China continued to languish in relative terms due largely to its policies to combat COVID (mass lockdowns) but also a falling yuan and a collapsing property sector that accounts for about 30% of economic activity. Weakness among its trading partners has also played a role. The World Bank expects growth in China to be 2.8% in 2022, sharply lower than its 8.1% in 2021 and slower than developing countries for the first time in 30 years. As the second-largest economy in the world, China’s slowdown weighs heavily on the prospects for global growth.
In the U.K., a late-September announcement from Chancellor Kwasi Kwarteng of a “mini-budget” that included the largest tax cuts in 50 years (with no offsetting revenue) spurred a sharp sell-off in government bonds and caused the pound to plummet. Versus the U.S. dollar, the pound fell to an all-time low. Ten-year government bond yields climbed 100 bps on the news, and ultimately the Bank of England had to intervene with a temporary bond-purchase program to help stabilize markets. The International Monetary Fund issued a rebuke, warning that the suggested tax cuts would likely fuel inflation and heighten inequality, and Moody’s warned the unfunded tax cuts would be a “credit negative” event. The “mini-budget” has since been modified to reverse the planned cuts to the highest tax rates, and the plan is currently undergoing further analysis by the U.K.’s Office for Budget Responsibility.

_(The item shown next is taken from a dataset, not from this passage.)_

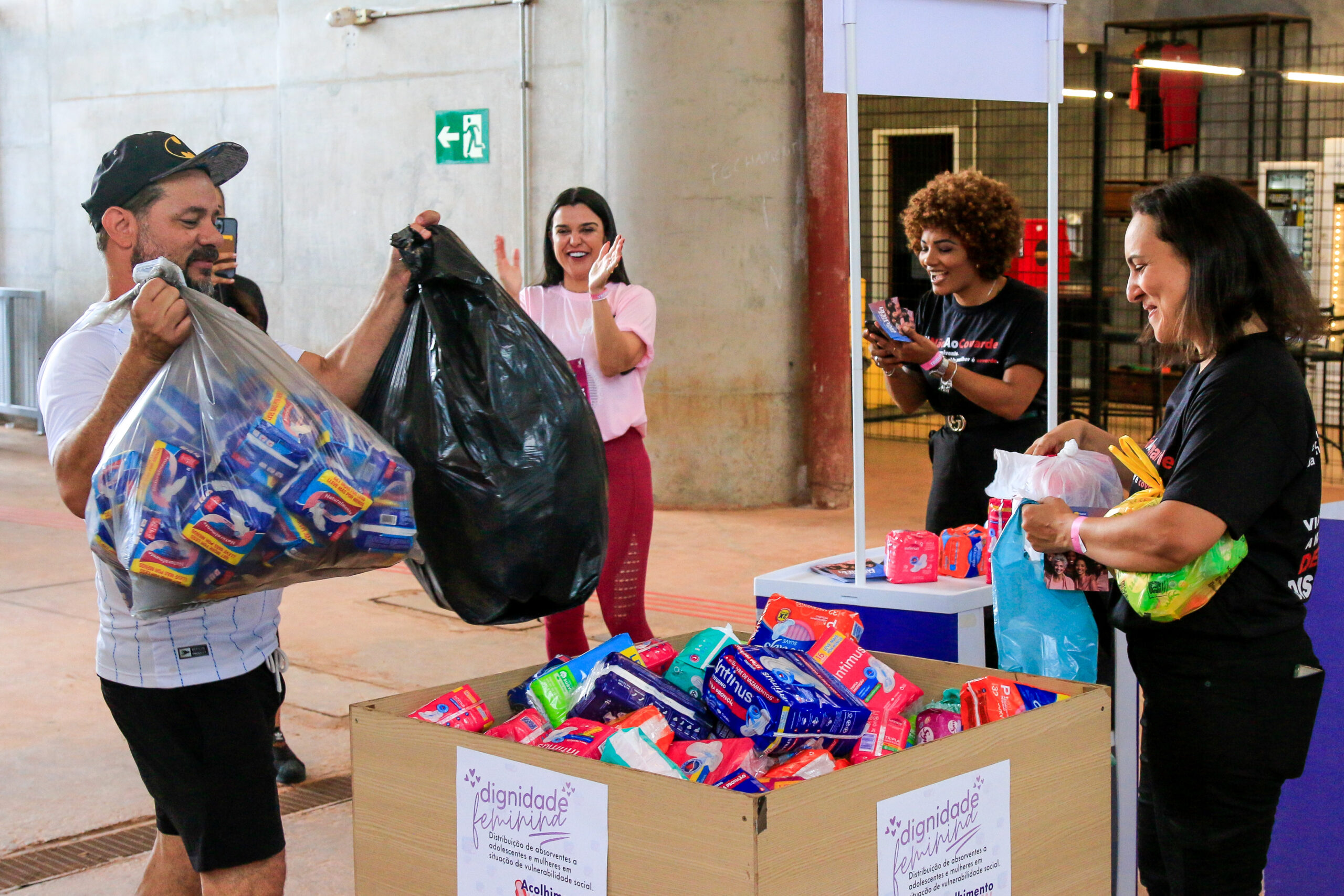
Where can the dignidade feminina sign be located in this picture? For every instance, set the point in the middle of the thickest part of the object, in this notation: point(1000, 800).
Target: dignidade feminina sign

Markets have been both punishing and humbling in 2022, and the ability of central banks to dampen high and widespread inflation without causing recessions remains a key question for investors. The war in Ukraine and its ultimate implications also weighs heavily. Stock and bond markets have undergone significant corrections, and both represent much better forward-looking opportunities than we have seen in some time, but we expect volatility to continue to be a key theme given significant tail risks. As always, Callan continues to advise adherence to a disciplined investment process that includes a well-defined long-term asset allocation policy.